Thursday, 13 October 2011
Cystic Fibrosis Services
Kathleen Lynch (Cork North Central, Labour)
I am taking this Adjournment matter on behalf of my colleague, the Minister for Health, Deputy James Reilly, and I thank the Senator for raising it. I am glad to have an opportunity to outline the current position and speak about the scandalous neglect in this area in the past ten years, particularly at a time when we had more money than we knew what to do with it. The then Government could have resolved this issue, but it chose not to do so, which is a scandal we also need to address. The neglect of persons with cystic fibrosis is scandalous.
The Government firmly believes the needs of cystic fibrosis patients must be recognised and respected. The Minister for Health has stated his Department's policy that there must be sufficient in-patient beds to treat all people with cystic fibrosis who require hospitalisation. I am happy to say construction of the new 100 bed unit at St. Vincent's Hospital is well under way and due to be completed next year. The new building which will have single en suite rooms and isolation rooms will play a vital role in the treatment of patients with cystic fibrosis and a range of other conditions. Cork University Hospital has the second largest adult cystic fibrosis centre in Ireland. That centre caters for the needs of 145 attending adult patients from the Munster region.
In September 2007 Dr. Barry Plant was appointed as director of the adult cystic fibrosis programme at Cork University Hospital. Since his appointment, he has worked closely with various HSE services, philanthropic organisations such as Build4Life and the CFAI and scientific research agencies in advancing the needs of these patients. In June 2008, in consultation with the cystic fibrosis multidisciplinary team and the cystic fibrosis community locally, he submitted a statement of need for cystic fibrosis services to the executive management board of Cork University Hospital. This document which was approved by the board outlined a strategic plan to develop cystic fibrosis services in the hospital, including the provision of day and in-patient facilities.
The cystic fibrosis day centre caters for most clinical needs of cystic fibrosis patients. It includes five isolation rooms, a dedicated cystic fibrosis gym, a multidisciplinary team room and consultant rooms. The day centre was opened in May this year. The capital costs for this development were provided for through a partnership approach between HSE South and the Build4Life organisation.
Dr. Plant is working with the executive management board of Cork University Hospital to develop a designated in-patient unit, with en suite rooms for cystic fibrosis patients. A location has been identified for a combined designated adult in-patient facility and respiratory unit in a vacated ward on the Cork University Hospital campus. Provisional plans and costings have been made, with an estimated build cost of approximately €3 million. The hospital is working in partnership with Build4Life to co-fund this development.

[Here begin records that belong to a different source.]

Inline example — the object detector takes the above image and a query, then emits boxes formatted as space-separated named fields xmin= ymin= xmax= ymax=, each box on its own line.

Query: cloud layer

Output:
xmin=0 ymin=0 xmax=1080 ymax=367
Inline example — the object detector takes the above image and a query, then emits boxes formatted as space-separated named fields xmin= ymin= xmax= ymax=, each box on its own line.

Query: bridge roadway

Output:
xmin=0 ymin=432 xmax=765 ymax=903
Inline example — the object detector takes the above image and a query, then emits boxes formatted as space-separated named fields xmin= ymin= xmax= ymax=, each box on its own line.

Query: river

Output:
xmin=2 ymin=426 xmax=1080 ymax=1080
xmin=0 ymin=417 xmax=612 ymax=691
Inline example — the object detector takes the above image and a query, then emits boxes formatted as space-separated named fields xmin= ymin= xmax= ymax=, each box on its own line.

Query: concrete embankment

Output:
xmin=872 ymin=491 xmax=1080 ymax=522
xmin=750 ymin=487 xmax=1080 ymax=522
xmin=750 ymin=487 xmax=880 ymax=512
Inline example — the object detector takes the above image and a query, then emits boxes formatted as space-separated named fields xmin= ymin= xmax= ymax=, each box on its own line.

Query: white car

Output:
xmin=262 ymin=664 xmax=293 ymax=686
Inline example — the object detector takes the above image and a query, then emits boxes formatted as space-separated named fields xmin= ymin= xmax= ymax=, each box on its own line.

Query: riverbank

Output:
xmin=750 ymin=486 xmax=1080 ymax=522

To date, Build4Life has raised more than €2 million to support cystic fibrosis capital developments at Cork University Hospital. HSE South is examining ways to secure additional capital funding to complete the unit in the context of decreasing capital budget allocations in the current stringent climate. The need to develop the adult in-patient facility remains a board and HSE South priority and the HSE will continue to work with Build4Life to complete the project.
The Minister recently met the Cystic Fibrosis Association of Ireland and is keenly aware of the needs of people living with cystic fibrosis. The Minister is available to meet the Senator.